Последние дни осени стояли. Народ был в поле за пашней — на весну готовит: рады и сами, что дорвались до осенней пашни. Так и ночевали в поле. Огни разведут у леска, да поближе к воде. Лошадям в колодах месиво замесят, а себе картошку в котелках кипятят. С хлебом да солью едят ее да гуторят обо всяких делах. А то молча прислушиваются к осеннему ветру, как шумит он сухою травой да в лесу по сухим листьям. Летят и кружатся листья и дождем пронесутся в холодной ночи над костром. А там в небе тучи торопливые, серые высоко, высоко бегут: вот, вот брызнет дождик, — кончить бы пашню!

Спорилась работа всю осень: задалась осень и ведренная и перемочки вовремя были. Озимя землю давно укрыли и ярким зеленым ковром отливали на желтом фоне природы, а с их веселым видом и веселая волшебница надежда закрадывалась в измученные двумя голодными годами сердца крестьян.

Там придет весна, может, и испортит озимя, а то летом полягут от густых семян, а то солнцем сожжет, от тех же густых семян — да зато с осени любо смотреть, как под одно густым кудрявым ковром устлалась земля, и веселит душу, радует сердце этот вид, и не жалеет крестьянин семян, — вдвойне, а то и втройне высыпает щедрой рукой.

Последние золотые дни стоят. Далеко видно кругом.

Хорошо в поле! Пашет пахарь, устанет, остановит на борозде лошадь и, вытирая пот с лица да с головы, оглядывается кругом. Работа впрок будто идет — там озими зеленеют, здесь пашня спорится, — земля, как творог, так и рассыпается. Не запомнят и старики такой пашни. Надо бы урожаю быть — прибеднел народ… Не даст ли господь. А в глубине души уж точит червяк: ослабела матушка-земля — перестает кормить. И вдруг вырвется, откуда возьмется страшная мысль: а как все козлец да осот полезут вместо хлеба из земли? Ой-ой-ой! Мать кормилица-земля, не погуби народ свой!

— Но-о, господи благослови, — робко трогает снова пахарь уставшую лошадку…

Покорно тянет соломой набитая лошадка изо всей своей силы. Будет тянуть до самой смерти своей. За то и любит свою кормилицу пахарь.

— Господи, господи, спаси и помилуй нас всех, — шепчет старый Федор, что идет по борозде за сохой, ровно парень молодой без шапки.
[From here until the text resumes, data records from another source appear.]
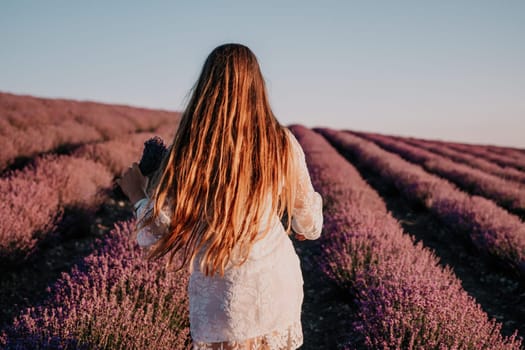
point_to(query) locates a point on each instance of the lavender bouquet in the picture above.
(154, 151)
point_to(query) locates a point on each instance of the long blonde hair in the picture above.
(229, 153)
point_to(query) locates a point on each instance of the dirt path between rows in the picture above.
(498, 292)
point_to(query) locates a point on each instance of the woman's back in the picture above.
(231, 175)
(242, 304)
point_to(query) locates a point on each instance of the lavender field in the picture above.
(423, 244)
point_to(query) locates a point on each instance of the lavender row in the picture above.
(115, 299)
(508, 194)
(29, 125)
(404, 299)
(442, 149)
(500, 159)
(508, 152)
(492, 230)
(36, 196)
(33, 199)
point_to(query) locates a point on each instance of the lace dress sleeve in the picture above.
(150, 234)
(307, 214)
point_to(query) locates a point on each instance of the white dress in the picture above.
(258, 304)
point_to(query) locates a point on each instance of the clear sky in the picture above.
(450, 70)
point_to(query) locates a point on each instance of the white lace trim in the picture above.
(286, 339)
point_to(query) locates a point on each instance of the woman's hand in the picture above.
(133, 183)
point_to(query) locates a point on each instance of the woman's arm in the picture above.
(134, 185)
(151, 233)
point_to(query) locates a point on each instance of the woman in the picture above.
(218, 202)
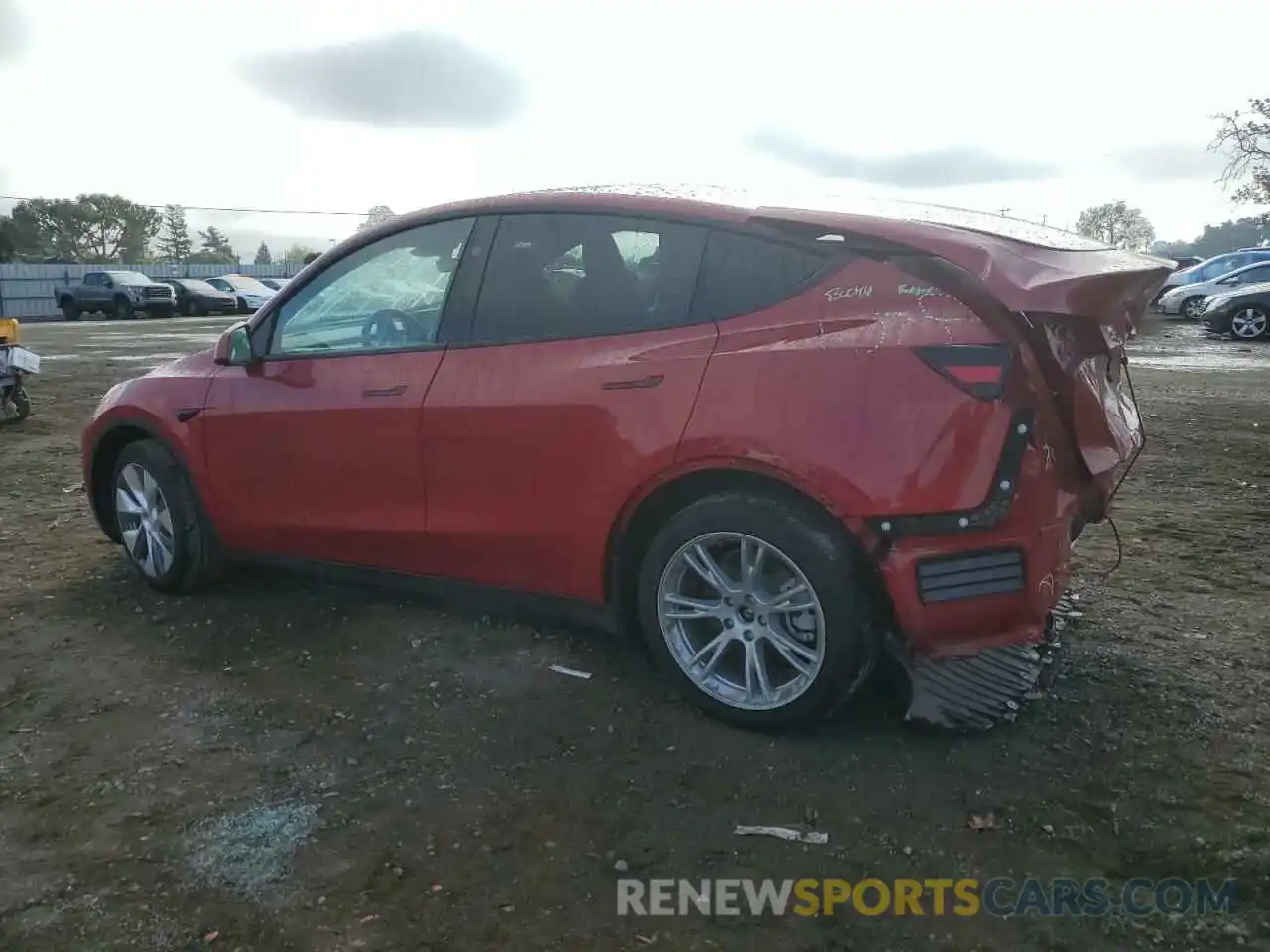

Играет ветер его густыми белокурыми кудрями.

— О господи, господи, — вздыхает он и глядит в ту сторонку, откуда далеко, далеко из-за повалившейся книзу речки уже двигаются в небо синие темные тучи. На исходе время.


Прогнал Василий Михеевич своего рябого рабочего. То терпел, а тут, как до срока его службы всего десять дней осталось, сам ему зубы показал. Кстати, и расходу меньше: как-никак, а по окончании пришлось бы и угостить его, и так чем-нибудь поздравить с окончанием.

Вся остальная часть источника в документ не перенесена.